What is automation
A colleague asked me if I could give them an overview of automation. It is something we do sometimes without thinking too much about it.
Think about Lean Enterprise. It is all about making things more efficient.
A concrete example
Technical staff like me can apply this principle to what we do daily. Here is a simple example of what might have to be done to deploy an imaginary application.
- Download the installer
- Run the installer
- Write configuration
- Write configuration
- Edit configuration
Anyone could do this, but if they had to do it 20 times, how many times would they make a mistake? An interruption would come and they would forget something! Someone would notice a problem, and raise a helpdesk call. Eventually the system would get fixed, but how much time would have been wasted?
A Naive Solution
There are easy ways to improve the process.
- Download the installer and put it on a shared area
- Have copies of the configuration file in a shared area so they don’t have to be manually typed in
- Use the installers silent mode. Have a response file in the shared area
- Write a script to edit
- Tie it all together with a script
This looks good, it works well and saves a lot of time. If an install is required, just run the script and it is done perfectly. There is never a need for helpdesk calls because someone has been interrupted. This is a massive saving.
But then there are non standard cases. What should the script do if the installer is already run? Should it run it again? Probably not. What if the files already exist? It should probably check they are correct. How does the script log in if it needs to be run on another computer?

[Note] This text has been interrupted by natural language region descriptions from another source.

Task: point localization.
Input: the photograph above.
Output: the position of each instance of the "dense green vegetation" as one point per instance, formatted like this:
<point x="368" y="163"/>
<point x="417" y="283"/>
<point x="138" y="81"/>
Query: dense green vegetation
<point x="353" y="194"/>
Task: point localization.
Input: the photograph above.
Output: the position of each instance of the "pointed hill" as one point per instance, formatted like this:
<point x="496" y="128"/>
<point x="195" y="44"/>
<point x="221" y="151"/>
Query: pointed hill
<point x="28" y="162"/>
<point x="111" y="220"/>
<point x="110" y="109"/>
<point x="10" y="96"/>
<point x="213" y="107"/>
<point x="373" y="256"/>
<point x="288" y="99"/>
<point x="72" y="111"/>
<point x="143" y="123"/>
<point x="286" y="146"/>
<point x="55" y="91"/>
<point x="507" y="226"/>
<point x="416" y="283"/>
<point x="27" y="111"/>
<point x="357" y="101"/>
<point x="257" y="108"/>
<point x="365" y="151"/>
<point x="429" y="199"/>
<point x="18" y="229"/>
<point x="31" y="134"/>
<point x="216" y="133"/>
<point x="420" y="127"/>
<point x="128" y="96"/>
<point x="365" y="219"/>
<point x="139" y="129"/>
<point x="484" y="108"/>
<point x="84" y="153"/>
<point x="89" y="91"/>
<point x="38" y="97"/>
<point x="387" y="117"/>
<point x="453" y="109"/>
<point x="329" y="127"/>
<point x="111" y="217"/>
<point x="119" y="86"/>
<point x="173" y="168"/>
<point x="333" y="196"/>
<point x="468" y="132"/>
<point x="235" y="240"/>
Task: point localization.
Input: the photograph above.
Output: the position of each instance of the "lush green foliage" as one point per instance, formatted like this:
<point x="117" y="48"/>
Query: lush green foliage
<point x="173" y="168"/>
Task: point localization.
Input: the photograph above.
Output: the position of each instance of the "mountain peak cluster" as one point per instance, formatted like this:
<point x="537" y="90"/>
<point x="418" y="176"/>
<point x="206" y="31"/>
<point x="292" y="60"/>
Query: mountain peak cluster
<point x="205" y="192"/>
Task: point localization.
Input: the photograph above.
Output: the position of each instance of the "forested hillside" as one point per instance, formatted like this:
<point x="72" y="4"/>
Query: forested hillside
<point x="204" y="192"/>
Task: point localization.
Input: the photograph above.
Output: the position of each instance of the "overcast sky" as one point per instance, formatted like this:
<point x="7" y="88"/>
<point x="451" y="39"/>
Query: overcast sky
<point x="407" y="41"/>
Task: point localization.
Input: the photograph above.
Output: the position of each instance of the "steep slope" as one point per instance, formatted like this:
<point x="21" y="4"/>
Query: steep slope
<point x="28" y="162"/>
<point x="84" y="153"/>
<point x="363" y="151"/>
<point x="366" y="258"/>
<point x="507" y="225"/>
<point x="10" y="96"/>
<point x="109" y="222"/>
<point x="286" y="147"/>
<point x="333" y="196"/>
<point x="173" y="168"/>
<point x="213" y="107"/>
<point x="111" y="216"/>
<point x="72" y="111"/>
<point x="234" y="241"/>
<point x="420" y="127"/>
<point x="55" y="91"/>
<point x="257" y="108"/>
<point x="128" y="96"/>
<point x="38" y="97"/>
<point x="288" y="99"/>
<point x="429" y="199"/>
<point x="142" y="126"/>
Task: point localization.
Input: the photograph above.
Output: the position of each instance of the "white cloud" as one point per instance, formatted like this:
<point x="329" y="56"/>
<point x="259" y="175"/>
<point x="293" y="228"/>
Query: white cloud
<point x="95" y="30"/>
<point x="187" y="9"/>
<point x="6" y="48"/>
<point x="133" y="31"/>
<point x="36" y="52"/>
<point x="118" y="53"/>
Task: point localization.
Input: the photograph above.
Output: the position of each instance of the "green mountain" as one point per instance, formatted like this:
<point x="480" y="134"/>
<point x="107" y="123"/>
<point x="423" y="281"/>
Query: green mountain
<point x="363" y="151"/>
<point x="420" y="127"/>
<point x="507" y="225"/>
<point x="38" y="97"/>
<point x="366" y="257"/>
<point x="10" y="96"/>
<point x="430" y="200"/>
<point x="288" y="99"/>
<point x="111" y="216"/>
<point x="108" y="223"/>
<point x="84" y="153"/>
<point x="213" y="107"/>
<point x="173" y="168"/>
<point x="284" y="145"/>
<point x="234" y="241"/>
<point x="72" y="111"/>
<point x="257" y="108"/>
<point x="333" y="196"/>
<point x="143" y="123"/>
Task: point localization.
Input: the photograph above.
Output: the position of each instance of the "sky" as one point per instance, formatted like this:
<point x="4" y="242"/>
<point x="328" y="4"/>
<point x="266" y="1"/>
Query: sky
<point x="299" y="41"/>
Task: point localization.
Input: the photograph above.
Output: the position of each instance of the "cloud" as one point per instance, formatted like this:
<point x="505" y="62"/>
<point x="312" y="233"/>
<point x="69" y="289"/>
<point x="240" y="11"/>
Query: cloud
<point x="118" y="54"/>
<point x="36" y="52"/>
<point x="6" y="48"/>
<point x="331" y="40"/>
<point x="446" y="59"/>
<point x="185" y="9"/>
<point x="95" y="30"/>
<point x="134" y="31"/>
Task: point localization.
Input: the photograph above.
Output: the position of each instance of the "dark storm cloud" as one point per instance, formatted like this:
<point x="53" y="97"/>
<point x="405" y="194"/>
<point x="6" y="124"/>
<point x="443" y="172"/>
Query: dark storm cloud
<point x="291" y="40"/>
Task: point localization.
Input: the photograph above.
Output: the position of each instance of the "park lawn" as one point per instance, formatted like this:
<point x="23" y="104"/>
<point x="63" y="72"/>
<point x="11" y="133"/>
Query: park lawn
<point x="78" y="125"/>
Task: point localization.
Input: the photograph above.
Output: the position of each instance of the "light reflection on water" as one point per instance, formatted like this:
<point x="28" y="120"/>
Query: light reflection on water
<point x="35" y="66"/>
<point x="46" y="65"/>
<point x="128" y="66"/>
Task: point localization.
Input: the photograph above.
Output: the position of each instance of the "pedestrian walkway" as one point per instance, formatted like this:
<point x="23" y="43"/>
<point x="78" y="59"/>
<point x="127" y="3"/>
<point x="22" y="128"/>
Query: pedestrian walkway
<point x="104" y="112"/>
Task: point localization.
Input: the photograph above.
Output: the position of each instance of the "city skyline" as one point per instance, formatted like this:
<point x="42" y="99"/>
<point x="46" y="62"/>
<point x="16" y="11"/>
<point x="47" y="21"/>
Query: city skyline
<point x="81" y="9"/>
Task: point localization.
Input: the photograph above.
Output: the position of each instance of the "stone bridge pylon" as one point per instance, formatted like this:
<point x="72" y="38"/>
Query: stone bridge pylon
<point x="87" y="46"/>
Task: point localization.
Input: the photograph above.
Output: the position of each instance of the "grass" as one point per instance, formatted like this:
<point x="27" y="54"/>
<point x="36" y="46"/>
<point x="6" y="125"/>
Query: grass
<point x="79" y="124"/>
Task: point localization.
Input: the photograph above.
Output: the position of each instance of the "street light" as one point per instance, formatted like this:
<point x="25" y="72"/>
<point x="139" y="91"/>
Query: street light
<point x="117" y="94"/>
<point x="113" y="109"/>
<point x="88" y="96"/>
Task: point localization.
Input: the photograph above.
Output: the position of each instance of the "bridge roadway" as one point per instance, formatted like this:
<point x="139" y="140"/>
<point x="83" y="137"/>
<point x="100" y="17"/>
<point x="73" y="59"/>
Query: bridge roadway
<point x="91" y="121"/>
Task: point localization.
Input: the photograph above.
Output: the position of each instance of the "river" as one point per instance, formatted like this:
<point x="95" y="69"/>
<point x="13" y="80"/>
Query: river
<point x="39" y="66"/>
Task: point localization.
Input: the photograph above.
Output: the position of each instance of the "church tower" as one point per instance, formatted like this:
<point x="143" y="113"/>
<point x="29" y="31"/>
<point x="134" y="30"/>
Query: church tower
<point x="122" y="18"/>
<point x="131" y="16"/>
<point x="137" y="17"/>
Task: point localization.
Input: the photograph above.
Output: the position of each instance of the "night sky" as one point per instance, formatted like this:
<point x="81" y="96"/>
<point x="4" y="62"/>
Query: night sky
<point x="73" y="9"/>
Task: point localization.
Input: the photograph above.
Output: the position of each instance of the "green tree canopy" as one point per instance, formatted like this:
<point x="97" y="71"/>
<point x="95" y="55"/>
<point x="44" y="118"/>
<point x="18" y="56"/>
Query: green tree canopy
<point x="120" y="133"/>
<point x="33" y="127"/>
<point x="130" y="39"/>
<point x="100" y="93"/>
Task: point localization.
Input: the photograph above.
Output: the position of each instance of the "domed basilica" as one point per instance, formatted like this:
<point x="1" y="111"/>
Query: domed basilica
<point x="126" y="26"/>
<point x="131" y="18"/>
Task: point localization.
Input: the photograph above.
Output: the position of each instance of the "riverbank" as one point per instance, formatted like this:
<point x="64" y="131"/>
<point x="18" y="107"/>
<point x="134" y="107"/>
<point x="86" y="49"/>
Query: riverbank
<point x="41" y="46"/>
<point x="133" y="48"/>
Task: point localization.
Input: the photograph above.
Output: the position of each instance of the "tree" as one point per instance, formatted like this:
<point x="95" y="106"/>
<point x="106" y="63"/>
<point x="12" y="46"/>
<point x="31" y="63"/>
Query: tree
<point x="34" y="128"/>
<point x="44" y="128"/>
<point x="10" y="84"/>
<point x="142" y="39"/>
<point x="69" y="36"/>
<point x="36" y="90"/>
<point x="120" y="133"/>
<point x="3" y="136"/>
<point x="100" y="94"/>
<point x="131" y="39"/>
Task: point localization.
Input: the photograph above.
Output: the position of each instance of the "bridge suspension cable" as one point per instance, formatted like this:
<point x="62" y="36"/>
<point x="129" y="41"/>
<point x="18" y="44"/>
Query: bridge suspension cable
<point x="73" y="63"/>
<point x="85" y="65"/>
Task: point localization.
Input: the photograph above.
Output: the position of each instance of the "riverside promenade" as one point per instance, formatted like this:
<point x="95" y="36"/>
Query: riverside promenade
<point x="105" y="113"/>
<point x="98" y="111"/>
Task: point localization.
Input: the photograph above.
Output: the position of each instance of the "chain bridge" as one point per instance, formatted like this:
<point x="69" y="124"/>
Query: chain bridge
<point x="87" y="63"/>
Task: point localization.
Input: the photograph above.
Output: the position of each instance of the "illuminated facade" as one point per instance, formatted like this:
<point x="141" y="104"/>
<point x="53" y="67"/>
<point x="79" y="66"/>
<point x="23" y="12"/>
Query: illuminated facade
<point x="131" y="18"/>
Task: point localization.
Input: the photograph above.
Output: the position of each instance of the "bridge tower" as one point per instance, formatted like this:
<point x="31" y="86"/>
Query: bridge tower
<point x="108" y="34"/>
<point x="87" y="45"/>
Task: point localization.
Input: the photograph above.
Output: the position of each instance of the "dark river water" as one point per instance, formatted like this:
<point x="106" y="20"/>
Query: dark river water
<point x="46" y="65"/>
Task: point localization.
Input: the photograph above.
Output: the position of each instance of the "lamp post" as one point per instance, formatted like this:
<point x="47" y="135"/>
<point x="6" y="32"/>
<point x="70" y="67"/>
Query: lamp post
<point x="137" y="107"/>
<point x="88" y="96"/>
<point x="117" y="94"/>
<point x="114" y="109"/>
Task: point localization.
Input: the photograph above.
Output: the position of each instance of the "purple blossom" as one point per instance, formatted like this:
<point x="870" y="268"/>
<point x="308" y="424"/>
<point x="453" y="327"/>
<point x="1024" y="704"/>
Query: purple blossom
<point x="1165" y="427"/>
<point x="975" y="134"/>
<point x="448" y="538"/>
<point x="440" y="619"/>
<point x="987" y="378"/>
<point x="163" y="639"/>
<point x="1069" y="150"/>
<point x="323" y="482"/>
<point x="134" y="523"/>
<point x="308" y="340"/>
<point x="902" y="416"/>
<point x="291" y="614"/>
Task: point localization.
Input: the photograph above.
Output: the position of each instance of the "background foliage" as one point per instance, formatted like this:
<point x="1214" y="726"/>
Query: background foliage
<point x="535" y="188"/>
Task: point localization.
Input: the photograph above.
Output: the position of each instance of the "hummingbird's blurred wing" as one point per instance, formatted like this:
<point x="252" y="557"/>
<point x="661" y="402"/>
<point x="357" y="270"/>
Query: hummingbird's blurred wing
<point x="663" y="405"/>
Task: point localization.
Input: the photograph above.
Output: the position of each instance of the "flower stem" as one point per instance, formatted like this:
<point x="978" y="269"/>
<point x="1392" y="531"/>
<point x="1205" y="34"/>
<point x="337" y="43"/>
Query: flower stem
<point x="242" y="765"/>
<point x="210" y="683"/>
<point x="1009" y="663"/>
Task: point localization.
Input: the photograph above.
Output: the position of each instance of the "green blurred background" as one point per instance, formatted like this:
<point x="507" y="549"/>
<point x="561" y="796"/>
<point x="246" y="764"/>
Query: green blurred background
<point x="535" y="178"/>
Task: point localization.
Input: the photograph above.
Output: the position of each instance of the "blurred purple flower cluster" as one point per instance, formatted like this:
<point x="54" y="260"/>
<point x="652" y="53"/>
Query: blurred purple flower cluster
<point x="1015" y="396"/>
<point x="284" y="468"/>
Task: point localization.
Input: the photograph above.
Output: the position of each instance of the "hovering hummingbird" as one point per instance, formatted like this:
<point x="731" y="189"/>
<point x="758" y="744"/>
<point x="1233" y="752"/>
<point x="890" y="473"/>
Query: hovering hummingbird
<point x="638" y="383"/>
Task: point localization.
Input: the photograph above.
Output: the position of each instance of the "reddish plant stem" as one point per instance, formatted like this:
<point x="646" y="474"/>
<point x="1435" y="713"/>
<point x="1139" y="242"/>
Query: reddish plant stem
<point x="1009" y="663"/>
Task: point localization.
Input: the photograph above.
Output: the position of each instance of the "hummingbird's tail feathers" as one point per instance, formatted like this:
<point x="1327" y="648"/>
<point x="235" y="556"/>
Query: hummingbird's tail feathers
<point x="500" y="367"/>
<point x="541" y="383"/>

Real world problems are often more difficult, and often involve
- Running several installers one after the other on a number of VMs
- Copying hundreds of files to dozens directories
- Editing hundreds of lines in dozens of files
- Creating configuration files that are identical apart from a couple of things (e.g. hostnames and port numbers)
- Fixing a bug in the middle of the script, and running just that step, or from that step onwards
Scripts written in general purpose languages tend to become difficult to maintain especially as things change over time.
Dealing with passwords is a difficult problem. An application often needs a username and password to access a database for example. How do we securely store and copy these passwords without them ending up in shared code repositories?
Another issue is where systems are built in different ways. To save pennies, every system uses the bare minimum of resources, meaning no two systems are quite the same.
A Better Solution
These types of problems are what some specific languages were developed to solve. Languages like Ansible were developed to allow the problem to be broken down into chunks. For example:
- This is how we create the response file and run the installer.
- This is our custom configuration.
Breaking the problem into chunks makes the code more maintainable - easier to understand and test. Ansible has a templating language - Jinja2 which can be used to ensure files are identical apart from the things that should be different.
Another thing Ansible does is tries to define what the end state should be. Asking Ansible
run the installer, risks making a mess if it has already been run. Instead
Ansible encourages the user to ask
Ensure the installer has been run. Typically we
check if a file created by the installer exists, e.g. the main executable.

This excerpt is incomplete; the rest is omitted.